Toward the end of my sophomore year of high school, I discovered photography. I don’t want to be cliché and say that it changed my life, but I don’t know any other way to put it. It wasn’t until about halfway through my 365 project that I realized I really was in love with the art and couldn’t see myself doing anything but taking photographs for the rest of my life. It came gradually of course, so it wasn’t even a surprise when I spoke the words for the first time, “I want a career as a photographer”.

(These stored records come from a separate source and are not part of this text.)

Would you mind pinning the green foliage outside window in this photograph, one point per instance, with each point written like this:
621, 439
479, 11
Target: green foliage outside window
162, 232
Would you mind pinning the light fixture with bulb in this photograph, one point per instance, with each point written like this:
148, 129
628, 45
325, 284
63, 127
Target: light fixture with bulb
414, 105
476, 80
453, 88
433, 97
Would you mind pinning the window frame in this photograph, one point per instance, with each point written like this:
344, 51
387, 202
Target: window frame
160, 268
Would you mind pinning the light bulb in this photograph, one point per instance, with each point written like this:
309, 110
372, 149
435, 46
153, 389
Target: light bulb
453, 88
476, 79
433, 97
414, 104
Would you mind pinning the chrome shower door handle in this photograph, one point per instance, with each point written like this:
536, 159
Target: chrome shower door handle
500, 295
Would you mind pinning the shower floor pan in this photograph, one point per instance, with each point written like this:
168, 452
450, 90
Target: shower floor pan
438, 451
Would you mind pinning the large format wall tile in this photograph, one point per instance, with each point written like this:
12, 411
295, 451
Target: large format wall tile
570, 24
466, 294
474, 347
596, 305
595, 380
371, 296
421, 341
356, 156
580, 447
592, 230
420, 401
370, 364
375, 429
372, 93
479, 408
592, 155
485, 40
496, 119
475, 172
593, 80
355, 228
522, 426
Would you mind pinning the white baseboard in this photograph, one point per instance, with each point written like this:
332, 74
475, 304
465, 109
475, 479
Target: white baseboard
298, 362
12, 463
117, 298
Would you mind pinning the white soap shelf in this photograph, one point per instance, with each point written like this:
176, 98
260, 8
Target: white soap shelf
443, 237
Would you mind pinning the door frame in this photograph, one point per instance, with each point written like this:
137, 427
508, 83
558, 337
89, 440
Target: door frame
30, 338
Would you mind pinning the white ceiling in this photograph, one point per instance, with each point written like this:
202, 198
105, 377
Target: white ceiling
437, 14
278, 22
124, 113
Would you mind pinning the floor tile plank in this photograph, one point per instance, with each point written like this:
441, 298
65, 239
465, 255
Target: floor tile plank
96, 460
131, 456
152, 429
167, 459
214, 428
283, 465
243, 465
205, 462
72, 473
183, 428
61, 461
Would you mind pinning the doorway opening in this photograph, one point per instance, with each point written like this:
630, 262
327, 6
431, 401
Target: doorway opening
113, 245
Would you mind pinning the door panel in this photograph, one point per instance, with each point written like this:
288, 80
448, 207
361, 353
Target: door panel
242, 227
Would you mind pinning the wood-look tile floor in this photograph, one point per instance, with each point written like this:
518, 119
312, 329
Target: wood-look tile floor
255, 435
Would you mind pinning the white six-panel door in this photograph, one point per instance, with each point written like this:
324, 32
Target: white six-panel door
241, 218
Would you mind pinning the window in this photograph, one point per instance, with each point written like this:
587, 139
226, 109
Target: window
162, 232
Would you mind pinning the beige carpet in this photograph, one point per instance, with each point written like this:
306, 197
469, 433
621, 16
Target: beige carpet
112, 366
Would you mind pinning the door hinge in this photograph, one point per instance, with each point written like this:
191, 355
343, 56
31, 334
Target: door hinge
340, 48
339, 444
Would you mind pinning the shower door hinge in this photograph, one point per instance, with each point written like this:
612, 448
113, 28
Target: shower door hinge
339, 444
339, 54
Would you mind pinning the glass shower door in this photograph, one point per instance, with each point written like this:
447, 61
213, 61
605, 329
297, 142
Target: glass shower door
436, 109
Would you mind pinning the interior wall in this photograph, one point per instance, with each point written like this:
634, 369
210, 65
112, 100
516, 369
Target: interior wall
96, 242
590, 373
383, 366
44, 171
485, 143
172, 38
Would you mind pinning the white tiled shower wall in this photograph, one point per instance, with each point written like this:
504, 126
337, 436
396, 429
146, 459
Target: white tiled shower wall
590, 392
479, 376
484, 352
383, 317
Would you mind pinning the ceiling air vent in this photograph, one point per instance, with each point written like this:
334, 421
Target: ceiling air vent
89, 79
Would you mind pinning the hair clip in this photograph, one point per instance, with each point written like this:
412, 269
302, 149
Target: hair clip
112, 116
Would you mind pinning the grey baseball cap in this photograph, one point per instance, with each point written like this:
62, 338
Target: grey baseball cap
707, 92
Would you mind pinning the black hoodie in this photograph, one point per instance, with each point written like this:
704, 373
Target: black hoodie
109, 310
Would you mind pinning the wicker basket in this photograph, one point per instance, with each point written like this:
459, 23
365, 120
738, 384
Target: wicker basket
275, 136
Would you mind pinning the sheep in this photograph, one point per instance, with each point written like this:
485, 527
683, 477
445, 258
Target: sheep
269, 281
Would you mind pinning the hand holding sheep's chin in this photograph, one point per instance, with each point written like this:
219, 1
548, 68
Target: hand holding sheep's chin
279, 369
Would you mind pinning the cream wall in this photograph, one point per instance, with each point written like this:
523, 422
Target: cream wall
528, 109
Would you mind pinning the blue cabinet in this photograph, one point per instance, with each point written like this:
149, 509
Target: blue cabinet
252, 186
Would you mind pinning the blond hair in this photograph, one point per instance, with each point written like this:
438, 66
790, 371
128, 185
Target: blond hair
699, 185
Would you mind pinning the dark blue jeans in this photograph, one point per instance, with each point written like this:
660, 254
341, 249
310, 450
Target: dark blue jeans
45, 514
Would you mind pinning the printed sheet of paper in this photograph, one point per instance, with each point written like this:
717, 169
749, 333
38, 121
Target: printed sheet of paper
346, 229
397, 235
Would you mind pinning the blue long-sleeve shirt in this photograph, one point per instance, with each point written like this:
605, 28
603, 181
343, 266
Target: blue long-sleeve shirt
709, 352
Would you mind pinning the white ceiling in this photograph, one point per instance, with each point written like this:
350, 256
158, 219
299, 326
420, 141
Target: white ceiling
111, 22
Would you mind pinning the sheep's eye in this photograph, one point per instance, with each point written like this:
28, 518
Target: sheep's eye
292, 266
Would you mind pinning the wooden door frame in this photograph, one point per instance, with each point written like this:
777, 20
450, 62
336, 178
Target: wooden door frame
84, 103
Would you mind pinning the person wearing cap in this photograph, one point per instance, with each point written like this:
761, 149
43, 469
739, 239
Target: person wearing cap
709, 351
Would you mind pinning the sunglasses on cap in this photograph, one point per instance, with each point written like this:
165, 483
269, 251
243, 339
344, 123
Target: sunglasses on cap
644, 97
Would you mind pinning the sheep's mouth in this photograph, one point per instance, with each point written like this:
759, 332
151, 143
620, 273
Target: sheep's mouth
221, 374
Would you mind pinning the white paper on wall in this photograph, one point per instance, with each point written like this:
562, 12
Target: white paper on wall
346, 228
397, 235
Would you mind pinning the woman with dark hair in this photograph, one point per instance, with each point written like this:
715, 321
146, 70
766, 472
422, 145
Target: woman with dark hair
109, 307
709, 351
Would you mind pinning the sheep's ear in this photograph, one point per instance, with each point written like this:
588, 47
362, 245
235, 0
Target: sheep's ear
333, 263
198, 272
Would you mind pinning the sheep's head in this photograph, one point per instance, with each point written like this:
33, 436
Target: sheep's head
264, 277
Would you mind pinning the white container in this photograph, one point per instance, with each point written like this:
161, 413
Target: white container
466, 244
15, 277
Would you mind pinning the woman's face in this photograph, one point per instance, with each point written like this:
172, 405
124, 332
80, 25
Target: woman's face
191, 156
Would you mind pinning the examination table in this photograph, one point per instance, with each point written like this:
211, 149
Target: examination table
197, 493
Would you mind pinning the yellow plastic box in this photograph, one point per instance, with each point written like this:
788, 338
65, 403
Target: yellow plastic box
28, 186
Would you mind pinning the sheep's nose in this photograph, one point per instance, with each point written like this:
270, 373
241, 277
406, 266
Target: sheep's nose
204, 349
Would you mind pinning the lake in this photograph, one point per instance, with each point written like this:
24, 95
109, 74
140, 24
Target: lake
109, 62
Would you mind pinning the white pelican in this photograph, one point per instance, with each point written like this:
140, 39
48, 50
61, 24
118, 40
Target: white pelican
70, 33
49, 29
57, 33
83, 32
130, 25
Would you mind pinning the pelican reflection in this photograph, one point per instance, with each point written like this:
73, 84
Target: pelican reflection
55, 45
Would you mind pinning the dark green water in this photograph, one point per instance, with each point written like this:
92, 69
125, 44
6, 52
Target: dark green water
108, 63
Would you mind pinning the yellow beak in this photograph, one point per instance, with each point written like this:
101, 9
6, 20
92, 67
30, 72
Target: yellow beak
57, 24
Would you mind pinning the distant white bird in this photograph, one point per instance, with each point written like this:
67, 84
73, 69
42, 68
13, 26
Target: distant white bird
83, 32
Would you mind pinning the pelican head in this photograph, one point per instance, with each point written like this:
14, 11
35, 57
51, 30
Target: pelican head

I did meet some opposition from my parents, even more so when I announced that I didn’t want to go to college, but rather try to make it without any post-secondary education. It was a struggle convincing them of my reasoning behind it, and to this day, I’m not sure I have them completely convinced, but they’ve come to accept my decision and support it. I was conscious the entire time that they only wanted what was best for me, so it wasn’t like I harbored any ill feelings toward them. It was more like feeling like a bird trapped in a cage. I know that I’m being heavy with the cliché analogies, but that’s a good way of describing how I felt.
I do feel that there is a lot of brainwashing and contradiction that occurs within today’s society, and it occurs so gradually and begins so early in our lives that it is hard to root out or realize until faced with a situation like an artist might encounter. A college education has come to be something that is almost instinctively sought after high school. Not to go has essentially become a taboo. I don’t have anything against the idea of college whatsoever, especially when one aspires to a career where it is required, like a lawyer or doctor. It is when that mindset is applied to those careers that do not require it when I see a problem, like a photographer, per say. Art school can be a great thing for those who desire guidance and the fundamentals. However, for someone like myself, who has already established his own personal way of creating, I don’t think it is entirely necessary and could even be detrimental in a way. True art and talent and inspiration cannot be taught. It is born. That’s how I see it.
I’ve never been one to take risks, and choosing to pursue a career on my own just felt so right that I didn’t even see it as one. I’ve learned to go after what I want and my own happiness and let everything else and everyone else’s judgments fall by the wayside. #YOLO. Haha.
Anyway, I didn’t mean for this to go so long or get so serious. I plan to continue to post here -- much more light-heartedly, hopefully – when exciting things happen, or… I don’t know, I just want to say something that won’t fit in a flickr description.